Some time in December, I was approached by Bicycling Magazine and invited to write a weekly online column about "city bikes and gear." I was initially skeptical about what they had in mind, but it seemed pretty straightforward: They wanted to expand their coverage beyond racing, to encourage people to commute by bike, introducing them to a variety of bikes and accessories for the purpose. I agreed to write the column. It's a short-term contract and I may not be the one doing it in the long run, but I hope to give it a running start. Or rather, a re-start: Historically, such coverage is not new for Bicycling. A 1978 copy I found of the magazine includes articles such as "Choosing a Three-Speed Commuting Bike" and "Road Test: the Bickerton Folding Bicycle." These things are cyclical. Hopefully the current cycle, with its interest in transportation and city bikes, will be around for a while.

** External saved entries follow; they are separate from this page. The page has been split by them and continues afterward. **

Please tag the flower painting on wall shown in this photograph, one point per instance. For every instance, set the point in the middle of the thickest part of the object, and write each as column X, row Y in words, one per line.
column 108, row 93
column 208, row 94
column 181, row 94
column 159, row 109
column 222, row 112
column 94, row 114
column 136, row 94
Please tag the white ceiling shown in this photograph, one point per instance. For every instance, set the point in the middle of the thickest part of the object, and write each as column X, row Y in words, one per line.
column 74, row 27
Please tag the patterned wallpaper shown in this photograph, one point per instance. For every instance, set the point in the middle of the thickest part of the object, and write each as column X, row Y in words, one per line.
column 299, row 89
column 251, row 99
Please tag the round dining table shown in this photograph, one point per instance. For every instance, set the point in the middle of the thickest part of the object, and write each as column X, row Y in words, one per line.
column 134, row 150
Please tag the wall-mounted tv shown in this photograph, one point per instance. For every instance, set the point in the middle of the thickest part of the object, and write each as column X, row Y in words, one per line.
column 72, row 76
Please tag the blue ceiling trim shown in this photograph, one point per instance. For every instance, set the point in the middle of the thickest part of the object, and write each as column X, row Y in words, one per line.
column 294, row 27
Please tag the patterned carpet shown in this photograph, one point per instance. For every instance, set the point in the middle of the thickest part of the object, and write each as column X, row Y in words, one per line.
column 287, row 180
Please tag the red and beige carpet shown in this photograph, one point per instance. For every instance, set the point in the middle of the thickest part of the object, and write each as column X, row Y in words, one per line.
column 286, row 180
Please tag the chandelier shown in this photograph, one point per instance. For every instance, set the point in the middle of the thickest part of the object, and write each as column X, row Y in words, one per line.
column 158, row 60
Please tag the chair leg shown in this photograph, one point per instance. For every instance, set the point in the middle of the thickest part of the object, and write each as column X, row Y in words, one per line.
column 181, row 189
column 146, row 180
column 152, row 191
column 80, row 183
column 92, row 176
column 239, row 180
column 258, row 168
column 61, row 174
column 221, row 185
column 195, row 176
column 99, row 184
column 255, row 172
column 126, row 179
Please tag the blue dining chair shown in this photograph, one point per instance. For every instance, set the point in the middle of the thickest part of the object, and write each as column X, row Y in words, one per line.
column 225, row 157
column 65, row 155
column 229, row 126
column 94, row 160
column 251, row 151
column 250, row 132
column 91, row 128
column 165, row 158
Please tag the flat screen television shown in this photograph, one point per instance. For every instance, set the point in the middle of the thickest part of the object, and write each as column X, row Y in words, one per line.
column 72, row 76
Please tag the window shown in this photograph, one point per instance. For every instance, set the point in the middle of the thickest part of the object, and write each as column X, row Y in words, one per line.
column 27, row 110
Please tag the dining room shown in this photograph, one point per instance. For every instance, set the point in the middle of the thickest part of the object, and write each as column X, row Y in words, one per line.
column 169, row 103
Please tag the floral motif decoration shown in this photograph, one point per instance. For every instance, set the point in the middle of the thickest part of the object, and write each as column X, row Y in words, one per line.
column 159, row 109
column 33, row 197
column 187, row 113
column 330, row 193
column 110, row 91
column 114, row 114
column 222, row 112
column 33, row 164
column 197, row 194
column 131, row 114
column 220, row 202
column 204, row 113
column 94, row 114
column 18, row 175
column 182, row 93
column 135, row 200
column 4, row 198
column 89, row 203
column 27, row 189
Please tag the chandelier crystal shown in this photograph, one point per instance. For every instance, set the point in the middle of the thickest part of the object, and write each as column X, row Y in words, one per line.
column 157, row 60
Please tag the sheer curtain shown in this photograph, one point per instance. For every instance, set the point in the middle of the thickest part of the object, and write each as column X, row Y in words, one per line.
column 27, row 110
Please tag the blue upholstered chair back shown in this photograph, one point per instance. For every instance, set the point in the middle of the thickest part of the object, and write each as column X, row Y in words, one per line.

A few days ago I read a story in the New York Times about a man who, a couple of times a week, commutes from the suburbs outside New York City to his office in Manhattan on his racing bike. It's a 40 mile ride and he uses the milage for training. He does it year round, sometimes in snow. I thought it was a cool story, especially after the cyclist himself provided additional details on Velocipede Salon. Then today I read a story in Atlantic Cities in response to it, about ordinary New Yorkers commuting. The author mentions that some readers criticised the NYT piece for "alienating [ordinary people] who might want to ride to work," but I am glad the author herself did not go that route. Instead she gave examples of some interesting New Yorkers who ride and urged cyclists to unite in promoting their shared interests.
For those of us who have been cycling in major North American cities over the past few years, it is hard not to notice that things are changing. Now more than ever, I feel there is room for everyone who loves to be on a bike to promote their style of riding without criticising others in the process. Whether 4 miles or 40, whether in a business suit or a skin suit, whether on a cheap or expensive bike, bottom line is: It's all positively biketastic. The more we understand that, the better off we will be.